The survey also found that Christian women (18 per cent) and men (17 per cent) tend to have higher blood glucose levels compared to other religious groups. Among the states, the prevalence of high and very high blood glucose (combined) among women ranges from 6 per cent in Ladakh to 21 per cent in Kerala.
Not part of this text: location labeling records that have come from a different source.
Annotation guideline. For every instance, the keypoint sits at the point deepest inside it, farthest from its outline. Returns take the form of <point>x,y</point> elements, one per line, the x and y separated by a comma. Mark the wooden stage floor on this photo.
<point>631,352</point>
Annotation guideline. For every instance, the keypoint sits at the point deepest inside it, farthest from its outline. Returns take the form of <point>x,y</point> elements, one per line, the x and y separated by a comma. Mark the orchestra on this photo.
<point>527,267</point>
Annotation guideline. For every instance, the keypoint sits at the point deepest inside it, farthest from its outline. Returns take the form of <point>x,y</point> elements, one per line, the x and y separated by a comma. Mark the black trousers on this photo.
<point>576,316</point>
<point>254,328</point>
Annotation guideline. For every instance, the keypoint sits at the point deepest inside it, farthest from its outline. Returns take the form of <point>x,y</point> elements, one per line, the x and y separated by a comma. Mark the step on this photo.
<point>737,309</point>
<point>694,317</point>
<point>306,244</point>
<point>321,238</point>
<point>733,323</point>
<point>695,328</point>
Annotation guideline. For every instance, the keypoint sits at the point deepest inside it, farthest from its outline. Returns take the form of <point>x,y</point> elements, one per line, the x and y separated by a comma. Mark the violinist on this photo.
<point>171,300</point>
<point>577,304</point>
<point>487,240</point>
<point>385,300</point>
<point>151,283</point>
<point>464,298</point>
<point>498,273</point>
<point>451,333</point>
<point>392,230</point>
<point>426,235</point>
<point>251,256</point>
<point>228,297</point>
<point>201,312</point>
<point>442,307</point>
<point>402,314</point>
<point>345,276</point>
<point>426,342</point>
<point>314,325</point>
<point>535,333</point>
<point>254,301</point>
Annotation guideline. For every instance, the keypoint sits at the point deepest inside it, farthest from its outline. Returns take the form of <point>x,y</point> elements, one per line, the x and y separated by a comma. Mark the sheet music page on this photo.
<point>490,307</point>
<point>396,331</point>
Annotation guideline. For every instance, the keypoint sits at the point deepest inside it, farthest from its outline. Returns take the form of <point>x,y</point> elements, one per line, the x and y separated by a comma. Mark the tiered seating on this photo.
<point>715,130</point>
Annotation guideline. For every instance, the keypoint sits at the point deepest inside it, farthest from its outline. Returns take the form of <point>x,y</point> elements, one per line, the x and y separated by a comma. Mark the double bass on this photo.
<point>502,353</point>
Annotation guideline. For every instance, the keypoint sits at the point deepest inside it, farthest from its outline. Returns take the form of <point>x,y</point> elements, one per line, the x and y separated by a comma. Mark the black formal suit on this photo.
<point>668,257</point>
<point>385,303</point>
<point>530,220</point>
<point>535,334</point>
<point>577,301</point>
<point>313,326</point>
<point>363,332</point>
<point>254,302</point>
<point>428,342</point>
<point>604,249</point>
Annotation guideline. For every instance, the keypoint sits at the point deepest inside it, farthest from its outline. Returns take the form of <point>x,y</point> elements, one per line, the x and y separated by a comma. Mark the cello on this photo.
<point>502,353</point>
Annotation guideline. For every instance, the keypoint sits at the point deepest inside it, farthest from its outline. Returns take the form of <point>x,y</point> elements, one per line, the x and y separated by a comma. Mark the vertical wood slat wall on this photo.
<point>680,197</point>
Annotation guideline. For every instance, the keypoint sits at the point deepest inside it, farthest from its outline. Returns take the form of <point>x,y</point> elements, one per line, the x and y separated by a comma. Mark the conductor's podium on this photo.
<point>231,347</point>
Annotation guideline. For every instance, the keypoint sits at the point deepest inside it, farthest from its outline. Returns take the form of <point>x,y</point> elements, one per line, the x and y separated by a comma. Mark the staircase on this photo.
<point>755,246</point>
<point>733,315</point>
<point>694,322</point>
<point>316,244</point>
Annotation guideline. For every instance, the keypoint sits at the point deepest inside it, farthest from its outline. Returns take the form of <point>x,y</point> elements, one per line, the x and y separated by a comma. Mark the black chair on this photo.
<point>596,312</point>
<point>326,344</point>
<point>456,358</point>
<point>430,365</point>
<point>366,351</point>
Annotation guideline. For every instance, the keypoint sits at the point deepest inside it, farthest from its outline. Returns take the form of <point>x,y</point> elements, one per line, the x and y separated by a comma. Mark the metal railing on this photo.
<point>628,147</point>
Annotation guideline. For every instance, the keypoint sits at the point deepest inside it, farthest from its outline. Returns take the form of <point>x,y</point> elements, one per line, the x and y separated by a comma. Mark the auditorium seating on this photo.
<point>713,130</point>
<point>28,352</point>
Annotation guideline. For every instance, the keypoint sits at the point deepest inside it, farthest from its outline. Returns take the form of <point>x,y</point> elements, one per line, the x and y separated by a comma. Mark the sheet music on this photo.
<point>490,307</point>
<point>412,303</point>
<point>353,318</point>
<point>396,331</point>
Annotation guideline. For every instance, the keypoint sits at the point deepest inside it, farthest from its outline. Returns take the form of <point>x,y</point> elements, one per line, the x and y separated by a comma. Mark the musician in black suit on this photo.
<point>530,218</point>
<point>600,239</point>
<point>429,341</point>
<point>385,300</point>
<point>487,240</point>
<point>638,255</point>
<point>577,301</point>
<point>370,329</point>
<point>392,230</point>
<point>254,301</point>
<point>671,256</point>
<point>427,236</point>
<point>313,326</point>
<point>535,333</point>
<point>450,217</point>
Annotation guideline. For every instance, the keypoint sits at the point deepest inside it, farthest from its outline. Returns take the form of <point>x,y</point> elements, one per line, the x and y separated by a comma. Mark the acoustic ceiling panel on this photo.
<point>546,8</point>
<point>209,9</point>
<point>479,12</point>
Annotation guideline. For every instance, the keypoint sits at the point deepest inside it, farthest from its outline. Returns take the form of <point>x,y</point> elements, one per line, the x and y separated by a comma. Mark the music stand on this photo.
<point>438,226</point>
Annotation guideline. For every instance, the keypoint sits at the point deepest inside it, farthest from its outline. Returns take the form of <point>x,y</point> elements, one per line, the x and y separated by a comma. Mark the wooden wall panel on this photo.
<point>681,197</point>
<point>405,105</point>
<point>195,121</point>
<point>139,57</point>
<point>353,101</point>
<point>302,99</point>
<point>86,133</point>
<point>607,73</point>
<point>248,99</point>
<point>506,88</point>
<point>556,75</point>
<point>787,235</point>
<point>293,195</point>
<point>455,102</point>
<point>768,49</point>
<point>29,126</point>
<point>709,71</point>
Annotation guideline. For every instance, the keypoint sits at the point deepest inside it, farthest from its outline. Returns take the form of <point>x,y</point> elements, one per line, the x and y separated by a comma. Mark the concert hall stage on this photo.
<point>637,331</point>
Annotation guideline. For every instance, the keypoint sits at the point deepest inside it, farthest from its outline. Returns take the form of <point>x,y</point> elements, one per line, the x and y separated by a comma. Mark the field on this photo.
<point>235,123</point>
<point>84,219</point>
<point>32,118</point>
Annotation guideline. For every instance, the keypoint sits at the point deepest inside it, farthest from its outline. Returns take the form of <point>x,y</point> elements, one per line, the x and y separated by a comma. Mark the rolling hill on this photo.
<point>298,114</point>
For men, the prevalence ranges from 7 per cent each in Ladakh and Jammu & Kashmir to 22 per cent in Goa and 24 per cent in Kerala.
Crude death rate
The NFHS-5 fieldwork was conducted in two phases during which information was gathered from 6,36,699 households by reaching out to 7,24,115 women and 1,01,839 men.
In Phase-I, 17 states and 5 Union Territories were covered between 17 June 2019 to 30 January 2020. In the second phase, data were collected from 11 states and 3 UTs from 2 January 2020 to 30 April 2021.
The survey pegged India’s crude death rate (which indicates the number of deaths per 1,000 mid-year population) at 9 deaths per 1,000 population (10 per 1,000 for men and 8 per 1,000 for women).
The crude death rates (CDR) ranged from 5 to 11 deaths per 1,000 across states and UTs in India. The CDR was less than the national average in northeastern, western, and northern states. In Meghalaya, Jammu & Kashmir, Dadra & Nagar Haveli and Daman & Diu, Lakshadweep and Nagaland, the CDR was 5 deaths per 1,000, whereas, in Odisha, Puducherry and Tamil Nadu, the number stood at 11 deaths per 1,000.